Ferroelectric memories show great potential in applications of portable electronics due to low power consumption, high reliability and fast response speed. Therefore, non-destructive readout of ferroelectric memories using the ferroelectric photovoltaic effect attracted tremendous research attention. In this investigation, flexoelectric-enhanced photovoltaic effect (FPV effect) were systematically investigated in curved 3D-printed BaTiO3/PVDF composite films. In the bending process, a strain gradient field was formed between the BaTiO3 (BTO) particles, which led to a relatively large flexoelectric effect. Compared with that of pristine PVDF, the flexoelectric coefficient of BTO/PVDF-15 (15% BTO) was increased 3.7-fold to 2.65 × 10−9 C/m.

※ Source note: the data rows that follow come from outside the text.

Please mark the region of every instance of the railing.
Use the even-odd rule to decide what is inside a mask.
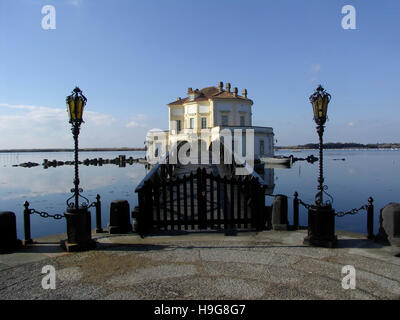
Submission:
[[[301,204],[303,207],[306,209],[309,209],[311,205],[303,202],[301,199],[299,199],[299,194],[297,192],[294,193],[293,195],[293,226],[295,229],[299,229],[299,204]],[[349,211],[341,211],[341,212],[336,212],[335,216],[336,217],[344,217],[346,215],[353,215],[357,214],[358,212],[362,210],[366,210],[367,212],[367,238],[368,239],[374,239],[374,205],[373,205],[374,200],[372,197],[368,198],[368,204],[363,205],[359,208],[351,209]]]
[[[55,220],[60,220],[65,218],[62,214],[50,214],[45,211],[37,211],[33,208],[29,208],[29,202],[25,201],[24,203],[24,243],[31,244],[33,243],[31,236],[31,215],[38,214],[42,218],[53,218]],[[102,233],[103,229],[101,227],[101,201],[100,195],[96,196],[96,201],[92,202],[87,208],[95,207],[96,208],[96,232]]]
[[[227,178],[198,168],[182,178],[147,179],[136,189],[139,233],[252,228],[266,224],[265,192],[254,176]]]

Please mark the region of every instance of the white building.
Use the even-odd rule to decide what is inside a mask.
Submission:
[[[189,88],[187,93],[188,97],[168,104],[169,130],[148,133],[148,148],[155,156],[170,151],[173,146],[179,149],[186,142],[195,141],[202,150],[212,150],[214,142],[227,141],[227,136],[238,132],[242,135],[242,155],[249,139],[246,136],[251,134],[253,138],[247,143],[250,141],[253,145],[247,150],[253,150],[253,160],[274,155],[273,129],[252,126],[253,101],[247,97],[246,89],[239,95],[237,88],[231,91],[230,83],[224,89],[220,82],[218,87]],[[238,145],[233,149],[238,151]]]

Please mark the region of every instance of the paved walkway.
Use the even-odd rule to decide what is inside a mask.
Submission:
[[[94,251],[65,253],[62,235],[0,255],[0,299],[400,299],[400,248],[337,233],[339,248],[303,246],[303,231],[97,238]],[[57,272],[44,290],[45,265]],[[342,267],[356,289],[342,288]]]

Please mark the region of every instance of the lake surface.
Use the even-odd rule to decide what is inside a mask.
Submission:
[[[143,151],[132,152],[81,152],[80,160],[86,158],[114,159],[119,154],[127,158],[144,157]],[[297,158],[306,158],[317,150],[294,152],[279,150],[277,155],[293,154]],[[43,169],[42,166],[23,168],[13,167],[23,162],[41,164],[43,159],[73,161],[72,152],[55,153],[0,153],[0,211],[13,211],[17,215],[18,237],[23,238],[23,204],[25,200],[30,208],[51,214],[64,213],[66,200],[72,194],[74,167],[64,165]],[[345,159],[335,160],[335,159]],[[145,166],[135,163],[119,168],[114,164],[99,166],[79,166],[80,187],[83,195],[95,201],[96,194],[101,195],[102,223],[105,228],[109,222],[110,202],[128,200],[131,211],[137,205],[134,190],[146,174]],[[389,202],[400,201],[400,151],[398,150],[327,150],[324,152],[324,177],[327,190],[332,195],[333,208],[347,211],[368,203],[372,196],[375,205],[375,232],[378,229],[379,209]],[[295,162],[290,169],[271,169],[268,181],[274,184],[272,194],[285,194],[289,197],[289,220],[292,221],[293,193],[306,203],[313,203],[317,192],[318,162]],[[327,199],[325,197],[324,199]],[[273,197],[266,197],[270,205]],[[300,224],[307,224],[307,211],[300,206]],[[94,209],[92,226],[95,227]],[[31,216],[32,237],[65,233],[64,219],[54,220]],[[336,218],[336,229],[366,232],[365,211],[352,216]]]

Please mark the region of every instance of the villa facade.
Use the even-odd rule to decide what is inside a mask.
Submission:
[[[273,156],[273,129],[252,125],[253,101],[247,97],[246,89],[239,95],[237,88],[231,91],[230,83],[224,88],[220,82],[218,87],[188,88],[187,94],[167,105],[169,130],[150,131],[147,135],[149,150],[159,156],[173,146],[194,141],[198,141],[199,149],[211,150],[214,142],[223,142],[227,135],[241,132],[243,155],[249,150],[246,144],[250,141],[254,159]],[[246,136],[250,134],[252,138],[248,140]],[[233,144],[232,149],[239,150],[238,144]]]

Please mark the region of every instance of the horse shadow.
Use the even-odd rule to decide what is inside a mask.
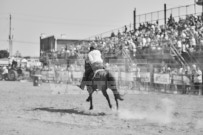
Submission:
[[[45,111],[50,113],[61,113],[61,114],[76,114],[76,115],[84,115],[84,116],[105,116],[104,112],[85,112],[82,110],[78,110],[76,108],[72,109],[56,109],[52,107],[44,107],[44,108],[34,108],[33,111]]]

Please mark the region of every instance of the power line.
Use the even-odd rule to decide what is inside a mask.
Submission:
[[[32,23],[45,23],[45,24],[62,24],[62,25],[85,25],[85,26],[95,26],[95,27],[109,27],[114,25],[105,25],[105,24],[95,24],[95,23],[76,23],[76,22],[68,22],[68,21],[53,21],[53,20],[39,20],[39,19],[33,19],[33,18],[20,18],[20,17],[14,17],[13,18],[16,21],[23,21],[23,22],[32,22]]]
[[[23,44],[38,44],[39,45],[39,42],[30,42],[30,41],[23,41],[23,40],[13,40],[13,42],[16,42],[16,43],[23,43]]]

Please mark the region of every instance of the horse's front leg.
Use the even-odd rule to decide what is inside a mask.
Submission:
[[[106,100],[108,101],[108,104],[109,104],[109,108],[112,108],[112,105],[111,105],[111,101],[110,101],[110,99],[109,99],[109,95],[107,94],[107,88],[105,88],[105,89],[102,89],[102,93],[103,93],[103,95],[106,97]]]

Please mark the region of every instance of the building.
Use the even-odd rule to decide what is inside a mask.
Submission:
[[[89,43],[90,41],[56,38],[55,36],[40,37],[40,56],[42,52],[61,51],[63,48],[71,49],[83,42]]]

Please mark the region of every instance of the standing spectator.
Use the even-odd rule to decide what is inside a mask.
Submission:
[[[194,72],[194,87],[196,91],[201,89],[201,84],[202,84],[202,71],[199,69],[199,67],[197,67]]]

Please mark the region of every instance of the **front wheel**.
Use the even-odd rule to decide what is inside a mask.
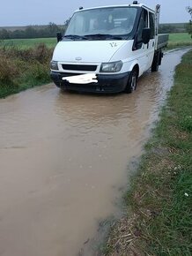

Furthermore, we found that the photovoltaic current Ipv of the BTO/PVDF-15 (15% BTO) composite film increased by 3.4 times compared with the pristine PVDF film at the same curvature. This is mainly attributed to the FPV effect. In addition, “polarization channels” were found for the first time inside nanocomposite materials using the flexoelectricity effect through 2D phase-field simulations, and the channels can be artificially controlled by simply bending the film. Most importantly, the BTO/PVDF-based composite film was designed as flexible ferroelectric memories. We demonstrated for the first time that the intensity difference of the signal for 0 and 1 of the BTO/PVDF-based memories were more than 10 times, which can be read directly using a laser. This investigation shows great promise that flexoelectricity in piezoelectric polymer nanocomposite can greatly benefit the nondestructive readout of ferroelectric memory devices.